Once again you are confusing 32/64 bits architectures and 32/64 bits floating point format. These are completely unrelated. 64 bits floating point hardware support appeared on the x86 architecture long before it evolved to x86_64. And conversely, in my professional domain most of the floating point computations are performed in 32 bits, although we have been using 64 bits platforms and 64 bits OS for decades. Not because we live in the past, but because of huge data volumes and memory requirements.
What Intel is considering to drop in the future is the support of the x86 instruction set, which is still present in the x86_64 CPUs. Certainly not the hardware support of 32 bits floating points.

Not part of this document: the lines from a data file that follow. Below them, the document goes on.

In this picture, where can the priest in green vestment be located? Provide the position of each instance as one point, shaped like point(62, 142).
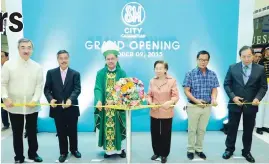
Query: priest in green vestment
point(110, 124)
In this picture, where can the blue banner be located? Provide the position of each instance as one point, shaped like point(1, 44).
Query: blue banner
point(146, 31)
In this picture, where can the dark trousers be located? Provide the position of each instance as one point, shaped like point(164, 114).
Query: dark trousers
point(248, 126)
point(17, 123)
point(66, 125)
point(161, 136)
point(4, 115)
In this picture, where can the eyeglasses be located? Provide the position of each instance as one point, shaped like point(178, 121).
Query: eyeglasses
point(202, 60)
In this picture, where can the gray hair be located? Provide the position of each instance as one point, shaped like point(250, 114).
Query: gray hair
point(24, 40)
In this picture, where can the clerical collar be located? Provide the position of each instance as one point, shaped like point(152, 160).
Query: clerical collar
point(64, 70)
point(21, 60)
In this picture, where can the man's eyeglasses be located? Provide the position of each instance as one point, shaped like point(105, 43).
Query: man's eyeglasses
point(202, 60)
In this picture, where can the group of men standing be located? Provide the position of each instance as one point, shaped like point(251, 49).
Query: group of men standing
point(22, 82)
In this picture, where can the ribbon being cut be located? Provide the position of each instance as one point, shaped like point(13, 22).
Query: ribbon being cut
point(128, 93)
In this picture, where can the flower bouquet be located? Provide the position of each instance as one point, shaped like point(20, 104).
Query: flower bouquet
point(128, 93)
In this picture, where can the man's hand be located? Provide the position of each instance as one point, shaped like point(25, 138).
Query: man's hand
point(153, 108)
point(237, 99)
point(32, 104)
point(255, 102)
point(167, 104)
point(109, 102)
point(52, 103)
point(98, 105)
point(68, 103)
point(201, 103)
point(214, 102)
point(8, 103)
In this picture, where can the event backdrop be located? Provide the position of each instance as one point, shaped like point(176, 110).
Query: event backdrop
point(146, 31)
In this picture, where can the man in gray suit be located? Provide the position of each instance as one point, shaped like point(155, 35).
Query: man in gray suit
point(244, 82)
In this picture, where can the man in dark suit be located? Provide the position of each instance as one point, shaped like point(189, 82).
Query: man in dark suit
point(245, 82)
point(63, 87)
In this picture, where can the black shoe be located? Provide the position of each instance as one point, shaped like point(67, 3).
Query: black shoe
point(154, 157)
point(201, 155)
point(259, 131)
point(62, 158)
point(163, 159)
point(19, 161)
point(107, 156)
point(248, 157)
point(227, 155)
point(36, 158)
point(190, 155)
point(5, 128)
point(265, 129)
point(76, 154)
point(123, 154)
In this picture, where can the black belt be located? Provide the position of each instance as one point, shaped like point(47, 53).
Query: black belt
point(195, 103)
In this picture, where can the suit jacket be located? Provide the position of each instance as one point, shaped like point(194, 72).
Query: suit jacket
point(55, 89)
point(255, 87)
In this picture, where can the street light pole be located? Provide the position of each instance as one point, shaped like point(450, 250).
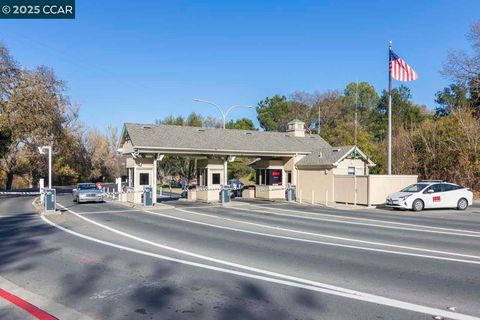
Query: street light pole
point(49, 167)
point(224, 114)
point(41, 150)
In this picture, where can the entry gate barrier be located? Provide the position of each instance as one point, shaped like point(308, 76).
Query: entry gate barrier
point(147, 196)
point(225, 195)
point(291, 194)
point(50, 200)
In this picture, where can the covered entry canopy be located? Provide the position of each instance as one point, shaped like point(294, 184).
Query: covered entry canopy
point(279, 154)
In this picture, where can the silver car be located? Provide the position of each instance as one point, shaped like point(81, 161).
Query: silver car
point(87, 192)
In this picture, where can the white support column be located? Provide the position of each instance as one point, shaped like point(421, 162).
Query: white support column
point(225, 172)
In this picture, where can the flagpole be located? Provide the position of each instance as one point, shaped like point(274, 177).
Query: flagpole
point(389, 112)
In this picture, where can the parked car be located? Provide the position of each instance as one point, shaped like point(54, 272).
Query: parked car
point(175, 184)
point(431, 194)
point(87, 192)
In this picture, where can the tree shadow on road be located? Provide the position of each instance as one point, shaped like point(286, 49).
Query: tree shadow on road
point(21, 240)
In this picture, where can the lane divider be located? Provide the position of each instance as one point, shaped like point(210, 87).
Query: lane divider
point(280, 278)
point(319, 234)
point(439, 230)
point(28, 307)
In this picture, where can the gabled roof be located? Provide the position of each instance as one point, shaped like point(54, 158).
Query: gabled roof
point(331, 156)
point(185, 139)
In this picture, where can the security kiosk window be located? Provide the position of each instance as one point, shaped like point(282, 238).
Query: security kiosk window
point(216, 178)
point(144, 179)
point(202, 177)
point(351, 171)
point(274, 177)
point(269, 177)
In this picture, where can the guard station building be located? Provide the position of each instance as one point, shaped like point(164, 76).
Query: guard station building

It’s very easy to make such a statement… As long as one doesn’t think about the consequences. First of all, the standard requires the processor to support a real kind that:
has a precision strictly higher than the precision of the default real
occupies exactly twice the memory
Under these requirements, the default real can simply NOT be the one with the highest precision. And suppressing this requirement would virtually break tons of existing codes.
Fair enough, to be honest I do not understand the full implications of things like this: Envisioning a Simplified Intel Architecture for the Future As an aside, my work is also almost entirely performed in 32-bit real floating point and integer computations, with double precision used sparingly in places like matrix math accumulators and covariance matrices. The reasons are different, namely being that this is legacy software written in a time when programmers would go to great lengths to save every byte of memory.

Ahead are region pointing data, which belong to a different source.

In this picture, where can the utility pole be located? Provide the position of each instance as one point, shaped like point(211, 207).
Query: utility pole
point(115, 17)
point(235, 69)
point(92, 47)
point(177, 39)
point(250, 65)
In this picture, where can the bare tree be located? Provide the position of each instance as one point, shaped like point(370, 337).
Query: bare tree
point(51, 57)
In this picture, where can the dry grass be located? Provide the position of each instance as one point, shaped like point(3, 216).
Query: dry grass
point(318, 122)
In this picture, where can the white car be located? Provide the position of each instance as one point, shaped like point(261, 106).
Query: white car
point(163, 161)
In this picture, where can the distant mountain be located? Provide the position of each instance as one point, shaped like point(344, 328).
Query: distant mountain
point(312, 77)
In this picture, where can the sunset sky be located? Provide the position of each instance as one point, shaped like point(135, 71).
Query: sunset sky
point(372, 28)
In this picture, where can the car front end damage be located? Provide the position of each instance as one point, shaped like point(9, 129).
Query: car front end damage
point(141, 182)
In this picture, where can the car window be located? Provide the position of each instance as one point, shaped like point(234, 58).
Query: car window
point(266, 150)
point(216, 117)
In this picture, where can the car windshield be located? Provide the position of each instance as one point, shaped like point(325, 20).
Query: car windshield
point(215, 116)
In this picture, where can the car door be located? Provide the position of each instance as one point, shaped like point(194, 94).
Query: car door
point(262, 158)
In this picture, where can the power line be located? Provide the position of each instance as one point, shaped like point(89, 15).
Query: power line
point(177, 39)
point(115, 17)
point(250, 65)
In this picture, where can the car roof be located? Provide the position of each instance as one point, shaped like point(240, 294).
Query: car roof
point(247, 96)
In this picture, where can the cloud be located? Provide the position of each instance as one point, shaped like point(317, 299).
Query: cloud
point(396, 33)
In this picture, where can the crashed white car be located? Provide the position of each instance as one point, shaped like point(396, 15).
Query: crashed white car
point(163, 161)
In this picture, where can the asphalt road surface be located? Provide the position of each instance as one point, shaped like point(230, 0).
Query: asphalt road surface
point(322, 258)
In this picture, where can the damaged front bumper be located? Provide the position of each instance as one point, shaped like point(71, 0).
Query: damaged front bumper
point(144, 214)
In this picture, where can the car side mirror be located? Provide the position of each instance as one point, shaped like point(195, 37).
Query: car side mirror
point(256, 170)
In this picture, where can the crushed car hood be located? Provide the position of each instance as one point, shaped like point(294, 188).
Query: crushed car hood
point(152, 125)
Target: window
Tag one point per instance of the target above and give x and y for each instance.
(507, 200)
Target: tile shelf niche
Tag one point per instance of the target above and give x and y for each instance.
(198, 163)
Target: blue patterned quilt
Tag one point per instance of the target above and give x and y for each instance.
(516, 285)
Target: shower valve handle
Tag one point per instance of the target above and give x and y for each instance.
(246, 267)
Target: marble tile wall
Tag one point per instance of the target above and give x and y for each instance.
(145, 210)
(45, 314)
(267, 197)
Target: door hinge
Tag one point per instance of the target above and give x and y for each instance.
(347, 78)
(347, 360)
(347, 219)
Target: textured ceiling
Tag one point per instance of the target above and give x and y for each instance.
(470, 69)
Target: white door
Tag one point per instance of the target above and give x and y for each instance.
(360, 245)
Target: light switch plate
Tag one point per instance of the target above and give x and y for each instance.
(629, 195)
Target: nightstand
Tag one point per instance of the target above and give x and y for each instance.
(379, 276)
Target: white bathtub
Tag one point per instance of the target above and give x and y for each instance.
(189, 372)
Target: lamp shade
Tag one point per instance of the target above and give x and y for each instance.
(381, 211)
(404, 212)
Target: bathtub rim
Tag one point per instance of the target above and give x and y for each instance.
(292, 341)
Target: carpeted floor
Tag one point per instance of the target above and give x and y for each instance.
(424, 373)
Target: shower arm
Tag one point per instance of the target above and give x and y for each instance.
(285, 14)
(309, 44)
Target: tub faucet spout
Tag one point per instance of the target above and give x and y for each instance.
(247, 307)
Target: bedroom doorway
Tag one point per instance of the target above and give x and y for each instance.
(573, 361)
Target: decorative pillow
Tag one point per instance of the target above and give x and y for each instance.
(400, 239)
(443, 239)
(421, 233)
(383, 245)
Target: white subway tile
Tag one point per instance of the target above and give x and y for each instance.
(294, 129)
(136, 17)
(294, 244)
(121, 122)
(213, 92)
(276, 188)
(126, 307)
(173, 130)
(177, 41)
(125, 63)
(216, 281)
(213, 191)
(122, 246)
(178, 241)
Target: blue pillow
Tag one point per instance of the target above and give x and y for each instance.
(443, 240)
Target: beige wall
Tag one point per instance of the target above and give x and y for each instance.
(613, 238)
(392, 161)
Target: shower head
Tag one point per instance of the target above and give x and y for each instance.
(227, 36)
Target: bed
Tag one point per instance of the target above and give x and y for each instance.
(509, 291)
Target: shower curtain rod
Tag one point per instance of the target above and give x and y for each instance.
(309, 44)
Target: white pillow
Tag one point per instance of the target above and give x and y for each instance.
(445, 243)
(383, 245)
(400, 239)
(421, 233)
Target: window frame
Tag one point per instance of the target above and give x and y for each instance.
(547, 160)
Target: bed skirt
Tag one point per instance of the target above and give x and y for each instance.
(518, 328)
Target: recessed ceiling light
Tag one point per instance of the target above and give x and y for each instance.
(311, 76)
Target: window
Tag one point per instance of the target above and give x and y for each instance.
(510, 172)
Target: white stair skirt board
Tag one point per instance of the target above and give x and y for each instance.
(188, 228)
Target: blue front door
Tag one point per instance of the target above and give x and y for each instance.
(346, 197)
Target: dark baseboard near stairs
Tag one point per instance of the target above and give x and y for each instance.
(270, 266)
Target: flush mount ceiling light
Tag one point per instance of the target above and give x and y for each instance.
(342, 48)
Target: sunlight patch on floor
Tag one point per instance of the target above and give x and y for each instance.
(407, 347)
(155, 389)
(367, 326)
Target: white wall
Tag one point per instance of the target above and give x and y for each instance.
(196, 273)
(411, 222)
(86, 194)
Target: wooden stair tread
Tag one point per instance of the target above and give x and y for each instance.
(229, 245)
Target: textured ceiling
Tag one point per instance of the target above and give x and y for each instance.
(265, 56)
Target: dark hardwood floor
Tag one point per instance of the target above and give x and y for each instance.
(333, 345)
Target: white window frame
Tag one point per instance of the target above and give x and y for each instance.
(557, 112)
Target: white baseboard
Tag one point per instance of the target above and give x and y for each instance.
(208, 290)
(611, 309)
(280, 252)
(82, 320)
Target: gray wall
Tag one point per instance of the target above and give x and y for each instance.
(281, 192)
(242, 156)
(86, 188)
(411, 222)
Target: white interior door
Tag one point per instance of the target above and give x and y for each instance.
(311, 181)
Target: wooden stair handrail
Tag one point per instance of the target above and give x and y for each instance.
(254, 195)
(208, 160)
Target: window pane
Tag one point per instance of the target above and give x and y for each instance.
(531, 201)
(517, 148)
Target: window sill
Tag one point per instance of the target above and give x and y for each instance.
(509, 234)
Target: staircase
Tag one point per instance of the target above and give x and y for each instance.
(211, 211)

To be pedantic, default real kind could still be the largest supported in hardware (real64), and then use real128 from iso_fortran_env for double precision, but as you point out this may very well break many, legacy applications. I like Fortran as a language. I want it to be successful. For the language to remain relavent, it needs to grow and adapt, as well as attract new practitioners and actually provide a reason for starting new projects with it. These types of issues of “default real kind”, default implicit save, and default implicit typing are nothing but annoying gotchas compared to the vast ecosystem of modern computer programming.

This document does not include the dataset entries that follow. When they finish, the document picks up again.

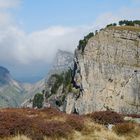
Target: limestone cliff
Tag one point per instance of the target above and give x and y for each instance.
(107, 73)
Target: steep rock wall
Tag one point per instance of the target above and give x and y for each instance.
(108, 73)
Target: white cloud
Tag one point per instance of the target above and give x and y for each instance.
(4, 4)
(40, 45)
(20, 48)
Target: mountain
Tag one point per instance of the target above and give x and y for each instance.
(107, 72)
(11, 91)
(62, 62)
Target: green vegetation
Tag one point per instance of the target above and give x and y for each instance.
(112, 24)
(38, 100)
(83, 43)
(51, 124)
(129, 22)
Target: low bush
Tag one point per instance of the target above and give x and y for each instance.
(75, 121)
(123, 128)
(106, 117)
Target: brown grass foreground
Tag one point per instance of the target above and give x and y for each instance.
(50, 124)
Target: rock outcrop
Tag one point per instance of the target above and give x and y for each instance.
(107, 73)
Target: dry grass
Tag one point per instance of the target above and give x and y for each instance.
(130, 28)
(50, 124)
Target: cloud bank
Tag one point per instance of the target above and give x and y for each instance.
(21, 49)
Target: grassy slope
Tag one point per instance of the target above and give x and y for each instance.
(130, 28)
(27, 124)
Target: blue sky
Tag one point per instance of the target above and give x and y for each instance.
(31, 31)
(39, 14)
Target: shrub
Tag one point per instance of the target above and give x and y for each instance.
(55, 129)
(76, 122)
(38, 100)
(106, 117)
(82, 43)
(123, 128)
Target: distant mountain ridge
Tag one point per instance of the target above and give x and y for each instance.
(14, 93)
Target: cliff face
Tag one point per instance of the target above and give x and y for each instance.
(107, 73)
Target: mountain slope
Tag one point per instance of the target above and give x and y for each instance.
(10, 90)
(62, 62)
(107, 73)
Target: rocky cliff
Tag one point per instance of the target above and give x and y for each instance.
(107, 73)
(11, 91)
(53, 87)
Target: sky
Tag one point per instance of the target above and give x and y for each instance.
(31, 31)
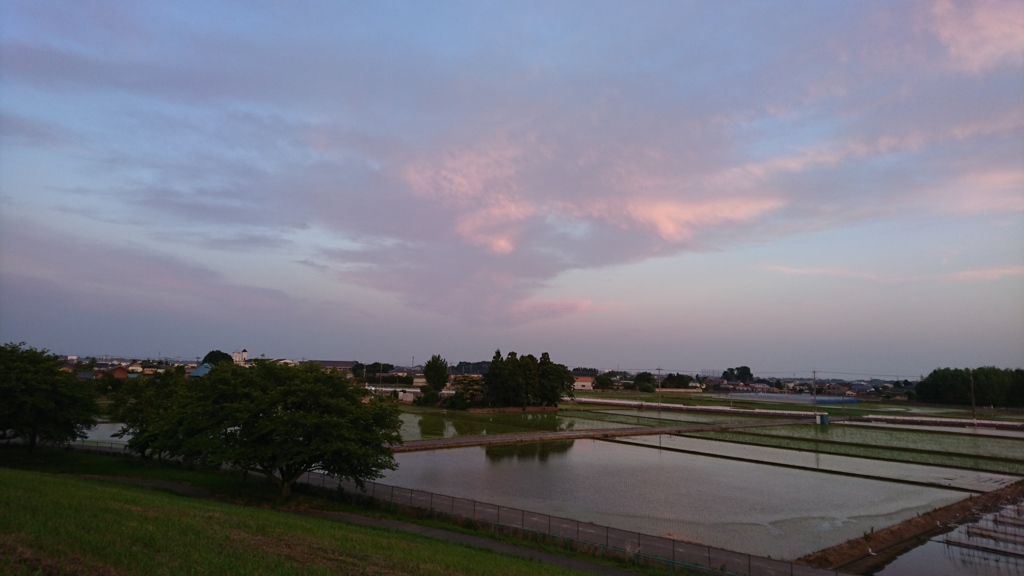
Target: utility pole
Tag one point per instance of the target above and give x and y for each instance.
(815, 388)
(974, 411)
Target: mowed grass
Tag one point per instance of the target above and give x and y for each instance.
(53, 524)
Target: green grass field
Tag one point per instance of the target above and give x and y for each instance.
(54, 519)
(55, 524)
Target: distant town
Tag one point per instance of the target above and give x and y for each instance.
(411, 378)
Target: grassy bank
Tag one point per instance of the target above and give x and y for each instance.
(67, 525)
(54, 520)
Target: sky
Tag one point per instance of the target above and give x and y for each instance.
(687, 186)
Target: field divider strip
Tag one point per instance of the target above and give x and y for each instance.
(803, 467)
(876, 446)
(868, 457)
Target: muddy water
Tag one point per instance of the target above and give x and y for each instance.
(749, 507)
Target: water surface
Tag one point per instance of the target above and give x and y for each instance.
(749, 507)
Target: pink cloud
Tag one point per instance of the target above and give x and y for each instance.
(679, 221)
(494, 227)
(839, 273)
(980, 35)
(524, 312)
(986, 274)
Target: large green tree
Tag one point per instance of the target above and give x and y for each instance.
(436, 372)
(280, 421)
(216, 357)
(677, 381)
(147, 410)
(992, 386)
(524, 380)
(39, 402)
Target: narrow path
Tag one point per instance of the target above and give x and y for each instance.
(600, 434)
(398, 526)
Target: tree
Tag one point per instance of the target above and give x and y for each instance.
(39, 402)
(216, 357)
(468, 391)
(556, 381)
(677, 381)
(741, 374)
(436, 372)
(992, 386)
(643, 378)
(281, 421)
(515, 380)
(146, 408)
(603, 381)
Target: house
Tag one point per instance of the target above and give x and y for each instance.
(583, 383)
(119, 372)
(203, 370)
(342, 365)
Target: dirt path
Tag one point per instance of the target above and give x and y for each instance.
(409, 528)
(862, 556)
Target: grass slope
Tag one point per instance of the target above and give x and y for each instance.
(53, 524)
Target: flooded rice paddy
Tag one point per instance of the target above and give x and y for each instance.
(749, 507)
(947, 478)
(795, 490)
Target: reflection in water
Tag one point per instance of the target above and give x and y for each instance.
(744, 506)
(539, 451)
(432, 427)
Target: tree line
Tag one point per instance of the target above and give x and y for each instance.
(278, 420)
(992, 386)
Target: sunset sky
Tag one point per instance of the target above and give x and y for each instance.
(692, 186)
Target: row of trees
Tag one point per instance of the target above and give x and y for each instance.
(992, 386)
(276, 420)
(39, 401)
(515, 380)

@kargl I really appreciate your experience and contribution to these discussions, but could you please address the actual question? What is the benefit of this stance? I provided an example where the same rules will have the opposite effect of what is being discussed here. Namely, the variable is a lower precision than default real kind, resulting in the stored value being as close as possible to what the programmer typed. This is not the case when the variable is a higher precision than default real kind, as is the case for double precision today.
Further, I am a bit confused about what your code example was meant to demonstrate. When I incorporate something like that into a simple program, I don’t see any different between hf and the default real kind (value 4, 32-bits in gfortran).
program main
implicit none
integer, parameter :: hf = selected_real_kind(p=2, radix=2)
real(hf) :: xr16 = 1.1_hf
real :: xdef = 1.1
write(*,'(a,e13.6,a,i0,a,i0)') 'xr16: ',xr16,' in ',storage_size(xr16),' bits, kind=',kind(xr16)
write(*,'(a,e13.6,a,i0,a,i0)') 'xdef: ',xdef,' in ',storage_size(xdef),' bits, kind=',kind(xdef)
end program main
outputs:
xr16: 0.110000E+01 in 32 bits, kind=4
xdef: 0.110000E+01 in 32 bits, kind=4
This is in line with my expectations, but I am not sure if you were trying to say hf should somehow behave differently? Or otherwise, what is the purpose of making a declaration of such an integer parameter?